保守とは、圧倒的な多数派の全体主義や、イデオロギーと戦うことであり、保守じたいがイデオロギーではないと思います。
圧倒的な巨大勢力が急進的な動きをした時、保守派は気づき、警戒をします。だから、常に保守派は後手に回らざるをえないのです。
戦後、冷戦の終了までは保守の敵が左翼・共産主義だったのは、彼らが急進派で巨大な勢力だったからです。ソヴィエト連邦と中共という巨大な共産主義国家と、朝日新聞などの左翼メディア、社会党という大きな左翼政党があったからです。
現代、左翼政党は没落しています。共産党も社民党も吹けば飛ぶような議席数です。
ただし、格差と貧困によって、社会の不満が高まり、再び2014年の衆院選では共産党の議席数が増えています。真の保守派が格差と貧困を警戒するのは、博愛主義や同情ではなく、共産主義の急進を恐れるからなのです。
今、保守が戦うべき相手は左翼ではありません。
敵は、安倍政権と新自由主義、ネトウヨ(安倍信者)です。なぜならば、左翼は弱小勢力ですが、エセ保守の安倍自民党は最大多数派で国を潰そうとしているからです。

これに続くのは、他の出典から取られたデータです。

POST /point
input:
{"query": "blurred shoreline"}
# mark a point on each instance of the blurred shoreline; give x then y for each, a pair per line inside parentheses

安倍政権は一連の新自由主義的な政策によって国民を貧困化させようとしています。そうなると、ルサンチマンが高まって共産党も伸長するでしょう。ナチス・ヒトラーが大躍進した時代のドイツでは、共産党も躍進していた事実は重要です。
また、安倍自民党はプロパガンダの天才です。「日本を取り戻す」「いちばん!」「この道しかない」こういった馬鹿げたわかりやすいスローガンに、ネトウヨ(大衆・畜群・B層)は簡単にだまされて、流されて、自分を失います。熱狂して、盲目的になり、狂信します。
「自由からの逃走」「全体主義の起源」などの古典的な著作か、適菜収先生の本を読んでいれば、最も警戒するべきなのは安倍政権とその支持者であると、簡単に理解できると思うのですが。